Nowadays, servomotors are classically used as actuators to drive small legged robots. Their advantages are numerous: simplicity of control, miniature size, and a large choice of dynamic models, which allows to choose the best compromise between speed and torque for the robot joints. However, the main disadvantage of servo motors is their permanent energy consumption, due to the permanent effort needed to keep the angle of the joints constant, e.g. when the robot stays in place. In addition, the dramatic heating of the servo motor housing and gears can lead to their breakage, thus compromising the locomotion of the robot.

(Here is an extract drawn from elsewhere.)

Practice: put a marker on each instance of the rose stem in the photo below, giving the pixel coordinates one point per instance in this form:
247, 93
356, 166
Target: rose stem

The objective of our work in hexapod robotics is to design a new energy-efficient robot leg for fully 3D printed hexapod robots. The principle of the structure of our new leg is based on an irreversible mechanism inside each joint (an actuated screw-nut system), which will considerably reduce the energy consumption of the robot, approximately by half, compared to our earlier version powered the AntBot hexapod robot. The design of this new leg is directly inspired by the structure of insect legs. In return, it will provide biologists with an efficient robotic tool to test both ant locomotion pattern and insect navigation over long distances without the limitations of servo motors.
At the end of this project, a hexapod robot with low energy consumption will be built to travel a few hundred meters in outdoor conditions compared to only a few dozen for the AntBot. The servomotors will be replaced by screw-nut systems, and the joint forces will be measured to determine the force of reaction to the ground, which will allow the robot to evolve on sloping or rougher grounds, but also to generate patterns of asymmetric locomotion as ants do to vary the robot’s course in real time depending on the task to be performed.